Whats happening here is that vamos sends the raw output of the program to stdout and then to your terminal emulator. There the interpretation happens: in a modern UTF-8 terminal the byte sequences are assigned differently that in latin-1 the Amiga uses.

So a workaround here is to change the charset in your terminal to latin-1.

Another more convenient solution is to perform a conversion in vamos of the 8-bit ANSI control chars to their 7-bit ESC notation that is understood by modern UTF8 terminals as well. However this needs some infrastructure in vamos namely a distinct console handler like output because the conversion should only applied on this path (and not e.g. for file output). Its on my feature list. I'll take this ticket to track the feature.

wepl commented 2 years ago

Some time ago I tried to find a terminal emulation which understands the Amiga escape sequences, but didn't succeed. A solution for this problem would be welcome.

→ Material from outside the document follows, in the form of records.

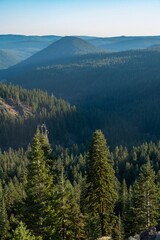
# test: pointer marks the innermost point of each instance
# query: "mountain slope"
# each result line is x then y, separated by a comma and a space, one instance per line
21, 111
66, 47
118, 92
9, 57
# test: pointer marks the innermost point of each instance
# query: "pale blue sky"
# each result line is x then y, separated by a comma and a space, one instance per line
80, 17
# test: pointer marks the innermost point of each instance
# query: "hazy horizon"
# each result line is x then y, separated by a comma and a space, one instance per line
80, 18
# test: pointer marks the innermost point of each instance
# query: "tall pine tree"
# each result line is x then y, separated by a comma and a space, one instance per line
145, 203
101, 184
39, 190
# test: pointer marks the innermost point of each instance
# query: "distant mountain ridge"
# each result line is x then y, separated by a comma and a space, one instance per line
26, 46
66, 47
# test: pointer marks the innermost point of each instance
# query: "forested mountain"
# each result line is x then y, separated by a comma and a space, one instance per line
22, 110
118, 92
25, 46
64, 195
9, 57
16, 48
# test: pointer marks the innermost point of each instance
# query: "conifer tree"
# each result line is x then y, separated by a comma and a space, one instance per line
39, 190
101, 190
22, 233
145, 203
69, 220
4, 223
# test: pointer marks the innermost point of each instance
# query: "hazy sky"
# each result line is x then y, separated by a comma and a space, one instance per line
80, 17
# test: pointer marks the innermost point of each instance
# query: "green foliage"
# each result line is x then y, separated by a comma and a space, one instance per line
101, 190
69, 219
39, 190
4, 223
145, 202
22, 233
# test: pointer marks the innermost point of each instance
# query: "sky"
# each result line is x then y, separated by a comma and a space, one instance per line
101, 18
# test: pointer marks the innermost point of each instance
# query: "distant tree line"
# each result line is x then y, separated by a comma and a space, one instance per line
60, 193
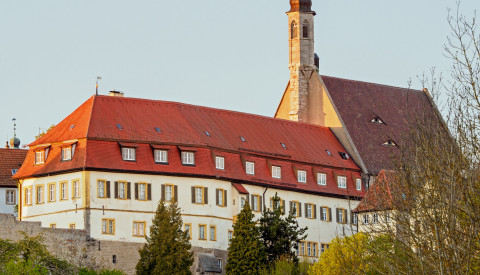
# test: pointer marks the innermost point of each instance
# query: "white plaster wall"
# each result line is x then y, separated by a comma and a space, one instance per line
60, 212
4, 207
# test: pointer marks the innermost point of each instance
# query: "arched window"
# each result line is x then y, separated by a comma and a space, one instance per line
305, 29
294, 29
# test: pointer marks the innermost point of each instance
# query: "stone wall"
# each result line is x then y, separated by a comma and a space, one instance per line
78, 248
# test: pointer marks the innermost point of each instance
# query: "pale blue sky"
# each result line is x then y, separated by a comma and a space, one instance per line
219, 53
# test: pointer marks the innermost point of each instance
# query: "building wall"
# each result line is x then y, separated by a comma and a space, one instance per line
4, 207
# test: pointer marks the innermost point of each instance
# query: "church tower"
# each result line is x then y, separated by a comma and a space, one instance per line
301, 56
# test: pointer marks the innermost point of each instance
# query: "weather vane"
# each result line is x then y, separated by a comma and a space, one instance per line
96, 84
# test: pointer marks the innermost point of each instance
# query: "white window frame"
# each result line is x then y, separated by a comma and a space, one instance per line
10, 197
322, 179
40, 157
161, 156
142, 191
276, 172
67, 153
342, 182
188, 158
358, 184
220, 163
250, 168
128, 153
302, 176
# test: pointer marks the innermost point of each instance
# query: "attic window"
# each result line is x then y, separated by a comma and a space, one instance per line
390, 143
377, 120
344, 155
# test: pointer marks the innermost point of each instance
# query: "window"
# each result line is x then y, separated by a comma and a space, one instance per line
63, 190
128, 154
276, 172
221, 197
39, 194
230, 236
161, 156
325, 214
139, 229
101, 189
358, 183
51, 192
188, 158
293, 29
250, 168
256, 203
295, 208
76, 188
305, 29
366, 219
201, 232
220, 163
199, 195
28, 195
342, 182
67, 153
341, 215
39, 157
188, 228
142, 191
302, 176
108, 226
321, 179
10, 197
121, 190
309, 210
213, 233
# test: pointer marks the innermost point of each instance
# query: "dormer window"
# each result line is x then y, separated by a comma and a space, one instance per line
390, 143
188, 158
66, 153
128, 154
377, 120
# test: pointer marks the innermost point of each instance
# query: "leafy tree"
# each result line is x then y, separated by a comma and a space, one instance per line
280, 235
167, 248
246, 254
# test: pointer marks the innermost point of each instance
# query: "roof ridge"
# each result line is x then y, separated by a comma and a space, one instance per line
202, 108
372, 83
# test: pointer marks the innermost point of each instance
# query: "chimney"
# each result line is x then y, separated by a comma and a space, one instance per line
115, 93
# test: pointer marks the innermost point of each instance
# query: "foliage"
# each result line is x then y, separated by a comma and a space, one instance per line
280, 235
44, 132
167, 248
246, 253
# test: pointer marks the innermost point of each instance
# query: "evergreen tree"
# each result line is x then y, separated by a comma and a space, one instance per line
167, 250
280, 235
246, 253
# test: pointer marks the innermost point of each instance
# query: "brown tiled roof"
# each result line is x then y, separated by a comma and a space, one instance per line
10, 159
359, 102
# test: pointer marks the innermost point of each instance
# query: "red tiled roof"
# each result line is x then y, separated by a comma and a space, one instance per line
183, 127
10, 159
359, 102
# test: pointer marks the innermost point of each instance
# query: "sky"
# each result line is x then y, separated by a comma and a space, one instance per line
218, 53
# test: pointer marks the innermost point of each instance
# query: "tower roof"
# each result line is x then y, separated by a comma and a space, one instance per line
301, 5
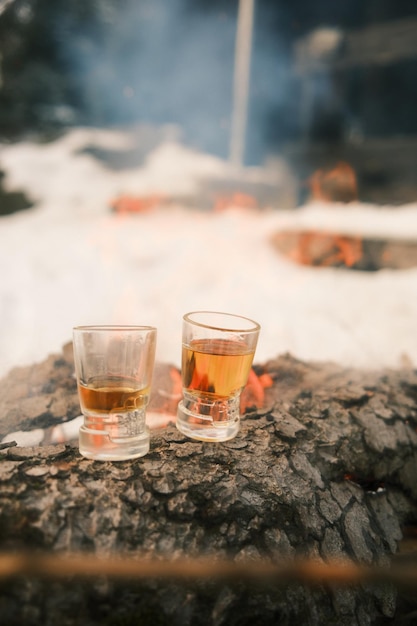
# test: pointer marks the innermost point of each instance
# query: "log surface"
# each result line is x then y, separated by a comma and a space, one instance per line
327, 469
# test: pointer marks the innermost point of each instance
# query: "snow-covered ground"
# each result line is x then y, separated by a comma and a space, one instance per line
72, 261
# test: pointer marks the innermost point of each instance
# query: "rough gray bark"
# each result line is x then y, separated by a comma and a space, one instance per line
327, 469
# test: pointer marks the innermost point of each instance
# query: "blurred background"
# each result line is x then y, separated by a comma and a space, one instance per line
323, 76
255, 156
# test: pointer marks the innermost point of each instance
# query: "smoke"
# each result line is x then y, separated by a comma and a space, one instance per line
158, 62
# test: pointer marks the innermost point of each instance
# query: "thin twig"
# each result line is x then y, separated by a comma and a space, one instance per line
311, 572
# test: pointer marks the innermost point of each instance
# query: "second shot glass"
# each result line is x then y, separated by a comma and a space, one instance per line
114, 366
217, 355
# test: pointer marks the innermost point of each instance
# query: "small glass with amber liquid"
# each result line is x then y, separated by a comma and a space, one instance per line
217, 354
114, 366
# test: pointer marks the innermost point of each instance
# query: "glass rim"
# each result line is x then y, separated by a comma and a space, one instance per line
255, 328
111, 328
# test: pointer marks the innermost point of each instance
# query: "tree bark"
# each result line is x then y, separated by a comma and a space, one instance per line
325, 470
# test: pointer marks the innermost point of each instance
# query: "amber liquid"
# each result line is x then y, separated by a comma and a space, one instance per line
215, 368
108, 394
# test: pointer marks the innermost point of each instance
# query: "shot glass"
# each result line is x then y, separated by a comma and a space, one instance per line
217, 354
114, 366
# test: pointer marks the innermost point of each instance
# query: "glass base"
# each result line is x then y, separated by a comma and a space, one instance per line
98, 445
203, 427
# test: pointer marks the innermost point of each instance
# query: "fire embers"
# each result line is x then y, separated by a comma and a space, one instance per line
337, 184
167, 392
126, 204
322, 249
319, 248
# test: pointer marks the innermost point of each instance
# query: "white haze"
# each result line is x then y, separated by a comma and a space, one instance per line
71, 261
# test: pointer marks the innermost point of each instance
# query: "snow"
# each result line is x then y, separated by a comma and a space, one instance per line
71, 261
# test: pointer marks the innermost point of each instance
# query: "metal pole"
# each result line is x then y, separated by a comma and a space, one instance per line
241, 81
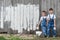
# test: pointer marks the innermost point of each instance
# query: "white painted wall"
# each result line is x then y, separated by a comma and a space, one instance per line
22, 15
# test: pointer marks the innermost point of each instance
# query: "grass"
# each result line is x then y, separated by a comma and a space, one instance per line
12, 37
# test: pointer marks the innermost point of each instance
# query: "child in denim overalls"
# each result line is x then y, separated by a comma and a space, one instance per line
51, 21
43, 22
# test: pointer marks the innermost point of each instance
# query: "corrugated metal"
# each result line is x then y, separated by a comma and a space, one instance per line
19, 15
55, 4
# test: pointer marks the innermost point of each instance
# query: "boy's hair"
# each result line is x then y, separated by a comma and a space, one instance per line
44, 12
51, 9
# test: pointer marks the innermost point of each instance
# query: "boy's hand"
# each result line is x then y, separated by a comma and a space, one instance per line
54, 28
54, 25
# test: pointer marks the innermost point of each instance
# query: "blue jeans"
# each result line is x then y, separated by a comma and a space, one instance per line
44, 30
51, 26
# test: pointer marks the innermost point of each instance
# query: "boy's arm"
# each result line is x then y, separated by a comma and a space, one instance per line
54, 22
39, 22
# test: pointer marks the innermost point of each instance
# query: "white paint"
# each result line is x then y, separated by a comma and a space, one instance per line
22, 15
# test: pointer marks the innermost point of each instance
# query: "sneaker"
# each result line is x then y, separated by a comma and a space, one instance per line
54, 37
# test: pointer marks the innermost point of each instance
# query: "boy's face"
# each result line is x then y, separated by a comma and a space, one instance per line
50, 11
43, 14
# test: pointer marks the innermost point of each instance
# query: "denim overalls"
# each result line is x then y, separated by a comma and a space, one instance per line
43, 26
51, 26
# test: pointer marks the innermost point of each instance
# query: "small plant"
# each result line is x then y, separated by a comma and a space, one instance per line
2, 38
15, 38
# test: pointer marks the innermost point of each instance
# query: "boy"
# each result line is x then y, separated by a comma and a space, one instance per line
51, 21
43, 22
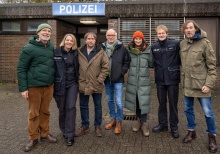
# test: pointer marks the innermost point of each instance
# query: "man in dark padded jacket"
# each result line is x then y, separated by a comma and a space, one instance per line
167, 77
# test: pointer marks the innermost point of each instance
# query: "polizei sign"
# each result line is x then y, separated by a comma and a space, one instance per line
78, 9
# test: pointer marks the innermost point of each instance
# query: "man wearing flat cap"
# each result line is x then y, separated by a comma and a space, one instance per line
35, 74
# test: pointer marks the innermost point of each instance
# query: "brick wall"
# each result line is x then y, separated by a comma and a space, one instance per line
10, 46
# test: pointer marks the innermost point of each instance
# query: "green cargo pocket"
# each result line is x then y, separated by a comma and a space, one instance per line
197, 81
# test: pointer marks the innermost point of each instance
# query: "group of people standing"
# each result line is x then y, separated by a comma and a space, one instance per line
62, 73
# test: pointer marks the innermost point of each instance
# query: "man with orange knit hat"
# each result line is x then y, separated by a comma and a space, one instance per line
167, 77
119, 64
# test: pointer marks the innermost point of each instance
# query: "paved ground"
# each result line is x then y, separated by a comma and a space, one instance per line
14, 133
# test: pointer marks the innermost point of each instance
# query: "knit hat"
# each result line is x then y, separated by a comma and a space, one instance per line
138, 34
42, 26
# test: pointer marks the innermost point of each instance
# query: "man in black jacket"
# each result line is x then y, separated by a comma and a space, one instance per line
167, 77
119, 65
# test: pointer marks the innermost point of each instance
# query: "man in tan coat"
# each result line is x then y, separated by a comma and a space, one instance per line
93, 69
197, 79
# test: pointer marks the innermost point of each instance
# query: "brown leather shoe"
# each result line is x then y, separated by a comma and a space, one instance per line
30, 145
81, 131
212, 143
118, 127
49, 138
98, 131
111, 124
189, 137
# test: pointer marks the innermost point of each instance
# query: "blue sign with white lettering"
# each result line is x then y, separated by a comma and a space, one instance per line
78, 9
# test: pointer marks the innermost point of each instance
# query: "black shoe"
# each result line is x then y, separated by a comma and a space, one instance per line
64, 136
189, 137
70, 141
175, 133
30, 145
49, 138
159, 128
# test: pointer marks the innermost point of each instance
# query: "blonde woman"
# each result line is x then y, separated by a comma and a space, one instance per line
66, 85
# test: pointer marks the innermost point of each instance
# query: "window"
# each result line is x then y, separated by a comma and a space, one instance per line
11, 26
173, 25
84, 30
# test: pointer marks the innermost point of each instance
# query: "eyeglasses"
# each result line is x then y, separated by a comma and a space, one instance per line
111, 35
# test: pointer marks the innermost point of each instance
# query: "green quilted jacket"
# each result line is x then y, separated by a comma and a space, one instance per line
35, 65
139, 83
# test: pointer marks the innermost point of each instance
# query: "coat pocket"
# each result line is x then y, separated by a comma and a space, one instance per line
159, 75
174, 72
182, 78
57, 85
197, 81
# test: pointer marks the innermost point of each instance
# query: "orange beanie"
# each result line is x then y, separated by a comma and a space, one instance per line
138, 34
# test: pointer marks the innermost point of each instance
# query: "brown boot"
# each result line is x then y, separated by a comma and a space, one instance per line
212, 143
145, 129
111, 124
137, 126
118, 127
190, 136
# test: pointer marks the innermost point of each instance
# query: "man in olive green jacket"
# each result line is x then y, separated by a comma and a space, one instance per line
93, 69
35, 80
197, 79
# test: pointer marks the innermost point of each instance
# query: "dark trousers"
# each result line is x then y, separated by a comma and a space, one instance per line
142, 117
67, 110
172, 91
84, 108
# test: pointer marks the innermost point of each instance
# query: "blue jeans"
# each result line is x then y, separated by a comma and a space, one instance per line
114, 96
84, 108
206, 104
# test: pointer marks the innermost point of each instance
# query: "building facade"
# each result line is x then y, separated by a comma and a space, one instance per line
19, 21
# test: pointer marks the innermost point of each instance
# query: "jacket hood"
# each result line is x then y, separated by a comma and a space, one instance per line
33, 40
199, 34
84, 48
117, 44
132, 49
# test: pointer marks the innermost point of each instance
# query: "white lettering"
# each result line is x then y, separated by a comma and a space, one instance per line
90, 8
68, 9
74, 9
84, 8
62, 8
78, 9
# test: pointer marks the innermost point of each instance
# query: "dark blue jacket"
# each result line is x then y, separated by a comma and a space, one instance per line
166, 61
60, 70
120, 62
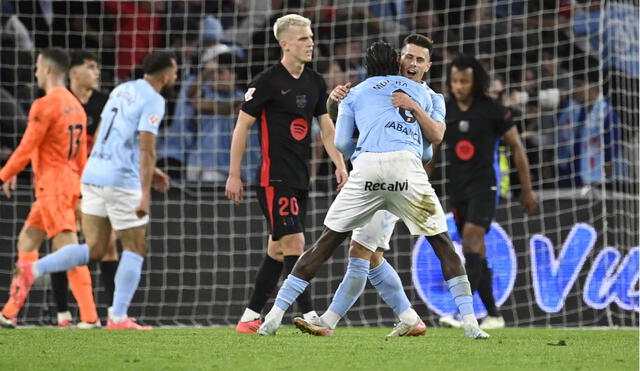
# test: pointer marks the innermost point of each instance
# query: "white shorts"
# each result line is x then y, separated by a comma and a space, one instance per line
116, 204
393, 181
377, 233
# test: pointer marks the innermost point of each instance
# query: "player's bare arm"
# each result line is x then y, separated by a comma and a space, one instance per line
160, 180
431, 165
431, 129
147, 169
528, 199
234, 188
337, 94
327, 134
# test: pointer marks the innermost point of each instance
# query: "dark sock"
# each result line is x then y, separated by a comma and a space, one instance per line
305, 304
485, 289
60, 288
266, 282
108, 271
473, 265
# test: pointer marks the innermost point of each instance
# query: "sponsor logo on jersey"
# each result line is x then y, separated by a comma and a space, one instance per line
301, 101
390, 187
299, 128
465, 150
249, 94
403, 128
154, 120
463, 126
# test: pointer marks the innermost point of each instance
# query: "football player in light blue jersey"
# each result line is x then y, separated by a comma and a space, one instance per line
133, 107
116, 186
375, 235
379, 125
385, 176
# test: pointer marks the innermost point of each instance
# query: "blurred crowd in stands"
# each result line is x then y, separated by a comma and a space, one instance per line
568, 69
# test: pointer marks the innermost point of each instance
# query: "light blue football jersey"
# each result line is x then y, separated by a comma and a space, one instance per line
381, 126
132, 107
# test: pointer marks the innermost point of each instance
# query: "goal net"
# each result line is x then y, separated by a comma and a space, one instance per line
568, 70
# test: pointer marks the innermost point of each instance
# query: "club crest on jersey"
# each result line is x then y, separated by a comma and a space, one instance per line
249, 94
299, 128
301, 101
154, 120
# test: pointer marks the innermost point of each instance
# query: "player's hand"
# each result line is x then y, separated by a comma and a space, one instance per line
341, 177
340, 92
234, 189
143, 208
528, 201
9, 186
402, 100
160, 181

reinauer commented 2 years ago

I can confirm that this is not a latin-1 issue. Well, I should say, switching both LANG and the GNOME terminal's encoding to iso8859-1 did not make a difference for these control characters.

I had tried something like this, but it didn't make a difference either:

diff --git a/amitools/vamos/filter.py b/amitools/vamos/filter.py
new file mode 100644
index 0000000..550790f
--- /dev/null
+++ b/amitools/vamos/filter.py
@@ -0,0 +1,20 @@
+class AmigaIOFilter(object):
+       def __init__(self, stream):
+               self.strings_to_filter = [ '\x9bK', '\x9bL', '\x9bF' ]
+               self.stream = stream
+
+       def __getattr__(self, attr_name):
+               return getattr(self.stream, attr_name)
+
+       def write(self, data):
+               for string in self.strings_to_filter:
+                       data.replace(string, "**")
+                       data.append("***")
+                       # data = re.sub(r'\b{0}\b'.format(string), '*' * len(string), data)
+
+               self.stream.write(data)
+               self.stream.flush()
+
+       def flush(self):
+               self.stream.flush()
+
diff --git a/amitools/vamos/main.py b/amitools/vamos/main.py
index 3eed36b..a8ff9af 100644
--- a/amitools/vamos/main.py
+++ b/amitools/vamos/main.py
@@ -1,7 +1,9 @@
 import cProfile
 import io
 import pstats
+import sys

+from .filter import AmigaIOFilter
 from .cfg import VamosMainParser
 from .machine import Machine, MemoryMap
 from .machine.regs import REG_D0
@@ -29,6 +31,10 @@ def main(cfg_files=None, args=None, cfg_dict=None, profile=False):
     if an internal error occurred then return:
       RET_CODE_CONFIG_ERROR (1000): config error
     """
+
+    sys.stdout = AmigaIOFilter(sys.stdout)
+    sys.stderr = AmigaIOFilter(sys.stderr)
+
     # --- parse config ---
     mp = VamosMainParser()
     if not mp.parse(cfg_files, args, cfg_dict):
cnvogelg commented 2 years ago

The above approach wouldn't work since sys.stdout is the text stream with encoding (that defaults to utf-8). You have to adapt the underlying raw stream.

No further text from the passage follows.